BellSouth is down from 157K Q4, and Verizon 225K. That's partly the effect of promotions, and probably shows a slight drag after the Xmas season. (BellSouth and Verizon believe DSL subs get a small spike yearend, as they do in September for back to school )

Bell Canada: 109K in a much smaller territory
They're beating cable yet again, as BellSouth does in most territories. DSL is beating cable consistently around the world, obscured by the failures of SBC and Verizon in U.S. media centers. The combobox (TIVO-like hard drive settop and home network) is looking good for a (small) rollout later this year. Monty took the fall for the $6B (U.S.) loss on Teleglobe, and the stock rose 20 percent. Maybe firing the boss is a good idea; Worldcom jumped 5 percent when they got rid of Ebbers.

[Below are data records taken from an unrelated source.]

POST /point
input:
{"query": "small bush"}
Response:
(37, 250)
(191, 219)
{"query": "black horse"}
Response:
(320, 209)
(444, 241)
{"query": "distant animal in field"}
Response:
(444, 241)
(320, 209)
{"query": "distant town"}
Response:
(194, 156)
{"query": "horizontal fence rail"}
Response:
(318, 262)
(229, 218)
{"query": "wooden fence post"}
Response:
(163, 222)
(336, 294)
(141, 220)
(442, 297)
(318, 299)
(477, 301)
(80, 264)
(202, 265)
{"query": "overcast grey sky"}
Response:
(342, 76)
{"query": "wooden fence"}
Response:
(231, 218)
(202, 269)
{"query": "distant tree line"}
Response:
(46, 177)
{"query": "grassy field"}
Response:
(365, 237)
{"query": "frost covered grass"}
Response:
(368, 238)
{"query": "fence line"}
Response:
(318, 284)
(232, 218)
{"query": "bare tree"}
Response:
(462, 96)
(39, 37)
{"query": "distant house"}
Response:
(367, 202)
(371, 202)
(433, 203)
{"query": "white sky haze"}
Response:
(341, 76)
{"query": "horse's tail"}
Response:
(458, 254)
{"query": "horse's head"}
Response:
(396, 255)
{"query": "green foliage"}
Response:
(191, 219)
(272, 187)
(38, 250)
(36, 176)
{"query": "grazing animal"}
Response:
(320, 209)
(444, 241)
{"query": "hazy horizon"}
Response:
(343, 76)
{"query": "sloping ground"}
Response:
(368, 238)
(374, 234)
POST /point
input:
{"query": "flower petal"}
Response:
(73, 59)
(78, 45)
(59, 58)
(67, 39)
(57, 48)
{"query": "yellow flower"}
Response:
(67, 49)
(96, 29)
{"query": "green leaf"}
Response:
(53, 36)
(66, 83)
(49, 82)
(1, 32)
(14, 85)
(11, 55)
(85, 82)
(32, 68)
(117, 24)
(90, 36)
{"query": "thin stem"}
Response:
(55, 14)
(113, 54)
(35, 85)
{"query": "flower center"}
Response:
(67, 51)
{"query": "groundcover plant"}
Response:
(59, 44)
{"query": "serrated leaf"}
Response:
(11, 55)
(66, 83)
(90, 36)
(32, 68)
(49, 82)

Korea: KT at 4.1M and profitable
"KT has begun reaping profits on broadband, " Yang Jong-in, of Dongwon Securities told Reuters, as KT's quarter beat profit estimates. The majority of Koreans already have broadband—they'd virtually have to wire the homeless shelters to find more subscribers.

Elsewhere
Germany didn't maintain their blistering pace, raising prices slightly and dropping free modem promotions. Belgium is doing well, France and Italy starting, and BT is turning away customers because the price drops inspired more demand than they were ready for. DSL Prime predicts China will be the world growth driver the next few years, but I don't see signs of acceleration just yet. (Those with knowledge of the China market, please write me in confidence. I'm anxious to hear more from folks in Asia, of whom several thousand subscribe but few send me e-mail.)

Brazil at 300K, ready to double
Manuel Andrade sees Latin America passing 1M in the next year
Brazil entered 2002 with 220K, likely to approach half a million by the end of the year. Andrade reports Telefonica expects 300K and Brasil Telecom another 100K. Pricing is about $40+ modem rental. Brazil has tripled wired phone lines from 15 million to almost 50 million in the last six years, and the companies are looking to DSL for future growth. Most of the network is modern equipment installed in the last few years, and loop lengths are generally short.

Argentina entered 2002 at about 60K, split about evenly between Telefonica and Telecom. Devaluation brought the local price down, but few can currently take advantage. Mexico has been moving slowly, but Carlos Slim owned Prodigy and is on the board of SBC; he knows the potential.

In Latin America, the cost of a backbone connection to the Internet is still high, and CAPEX is expensive in developing countries. Most of these barriers have finally come down and ADSL has finally started to flourish. Andrade, who recently spoke with the key telcos, expect year end totals of 700K to 800K, but sees potential for much more if Telmex is aggressive or Argentina gets back on track.

Many DSL Prime readers know Andrade from his work at Westell when they were growing rapidly; he's now consulting, especially in the Latin market, and wrote an article for the DSL Prime website.